Veoneer, a Swedish provider of automotive technology, agreed to sell its 51% stake in Japan and China operations of Brake System JV to Nissin-Kogyo and Honda Motor for $176m.
The termination of the VNBS joint venture and the divestiture of the Japanese and Chinese entities are part of Veoneer's previously announced market adjustment initiatives which are aimed at focusing Veoneer on its core businesses and providing an effective cost structure to address the current market and business situation in the company.
Morrison & Foerster is advising Veoneer.
Honda Motor Company, a Japanese public multinational conglomerate, agreed to acquire and merge its business with the vehicle components unit of Hitachi, a Japanese multinational conglomerate company. Financial terms were not disclosed.
“The merged company will be a mega supplier and will deliver competitive advanced technologies and solutions. We will leverage our strengths and our scale to expand globally,” Keiji Kojima, Hitachi Executive Vice President.
Tencent led a $110m financing round in MX Player, a video app that offers both local playback and streaming services. Times Internet, which acquired a majority stake in MX Player in late 2017 for $140m, also participated in the Series A financing round.
MX Player will use the fresh capital to double down on producing original TV shows and broadening its catalog of licensed content. The firm, which has so far added 15 original shows to its platform, has already commissioned the production of another 20 by year-end.
West Coast Paper Mills, one of the oldest and the largest producers of paper for printing, writing, and packaging in India, completed the acquisition of the Indian unit of International Paper, a producer of renewable fiber-based packaging, pulp and paper products, for $86m.
"As part of our strategic assessment of the IP portfolio, we have decided to exit our position in IP APPM. This decision is a reflection of our continued focus on growing our global packaging and cellulose fibers businesses. Our paper business continues to perform well in India and we wish the team there the very best in the future," Mark Sutton, International Paper Chairman and Chief Executive Officer.
Soho China considers selling eight office towers in Beijing and Shanghai for $8bn. (RE)
Soho China, a Chinese building developer, primarily in the office and commercial sector, is considering selling a majority of its commercial property holdings in deals that may fetch as much as $8bn.
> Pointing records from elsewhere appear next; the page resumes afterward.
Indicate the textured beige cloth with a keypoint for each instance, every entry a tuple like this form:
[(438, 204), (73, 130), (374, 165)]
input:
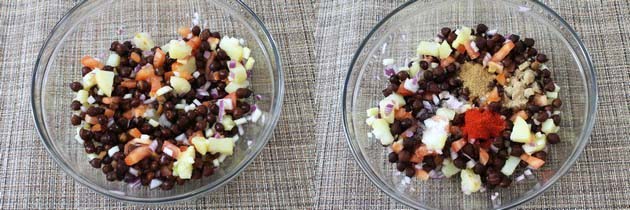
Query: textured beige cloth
[(307, 163), (600, 178), (280, 177)]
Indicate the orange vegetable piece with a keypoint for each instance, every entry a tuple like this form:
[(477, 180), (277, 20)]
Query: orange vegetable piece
[(403, 91), (139, 111), (503, 52), (397, 147), (401, 114), (137, 155), (135, 57), (135, 133), (501, 79), (96, 128), (145, 73), (128, 84), (155, 84), (194, 42), (493, 96), (461, 48), (534, 162), (183, 31), (483, 156), (159, 58), (457, 145), (91, 120), (233, 98), (422, 175), (447, 61), (521, 114), (168, 75), (109, 113), (174, 149), (91, 62), (471, 52), (128, 114)]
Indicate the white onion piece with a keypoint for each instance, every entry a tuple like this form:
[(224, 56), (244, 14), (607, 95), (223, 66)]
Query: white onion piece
[(153, 146)]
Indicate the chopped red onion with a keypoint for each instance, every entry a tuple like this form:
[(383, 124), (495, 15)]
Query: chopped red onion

At least eight office towers in Beijing and Shanghai are being discussed as part of the planned sales.
The potential sales signal Soho China may be shifting away from the nation's office market, which has been hit by declining rents and decade-high vacancy rates as economic growth slows.
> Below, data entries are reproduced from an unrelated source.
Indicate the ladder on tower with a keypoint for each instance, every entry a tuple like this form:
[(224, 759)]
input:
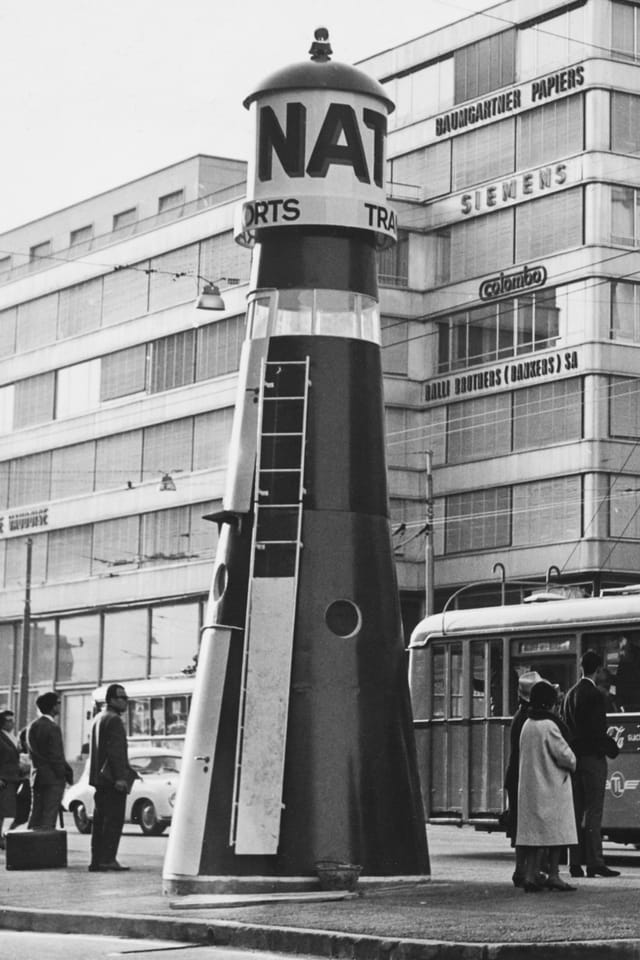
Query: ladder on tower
[(273, 581)]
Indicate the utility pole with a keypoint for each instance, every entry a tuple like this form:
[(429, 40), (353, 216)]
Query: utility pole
[(428, 566), (23, 701)]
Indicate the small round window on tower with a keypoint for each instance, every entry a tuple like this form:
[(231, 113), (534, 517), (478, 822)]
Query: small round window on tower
[(343, 618)]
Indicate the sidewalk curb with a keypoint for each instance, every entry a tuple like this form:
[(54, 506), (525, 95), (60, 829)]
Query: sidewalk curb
[(322, 943)]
Fubon Financial's unit sale hurt by Hong Kong protests.
Taiwan's Fubon Financial's plan to sell its Hong Kong banking business is stalling as protests in the city hamper talks and undermine the unit's valuation, Bloomberg reported.
Negotiations with potential buyers, mostly from mainland China, have slowed in recent months and it will probably take longer to reach a deal. Twenty-one straight weekends of protests are giving companies pause on potential investments in Hong Kong.
Nestle ponders selling Hsu Fu Chi and Yinlu brands for $1bn.
Nestle, a Swiss multinational food and drink processing conglomerate, is considering options including a sale of two ailing Chinese units: Hsu Fu Chi, a local confectionery brand, and Yinlu, known for its ready-made Chinese porridge. The sale could fetch as much as $1bn. Nestle acquired both companies in 2011.
No final decisions have been made, and there is no certainty the deliberations will lead to a transaction.
Jungle Ventures raised $240m for third Southeast Asia fund. (FS)
Singapore’s Jungle Ventures, an early-stage venture capital firm, raised $240m from investors, including Temasek Holdings, for a third fund designed to back Southeast Asian startups, highlighting the growing interest in the region’s technology firms, Reuters reported.
Jungle Ventures’ latest fund comes as a growing number of venture capital firms, including Vertex Ventures and Golden Gate Ventures, have been raising funds focused on the region this year.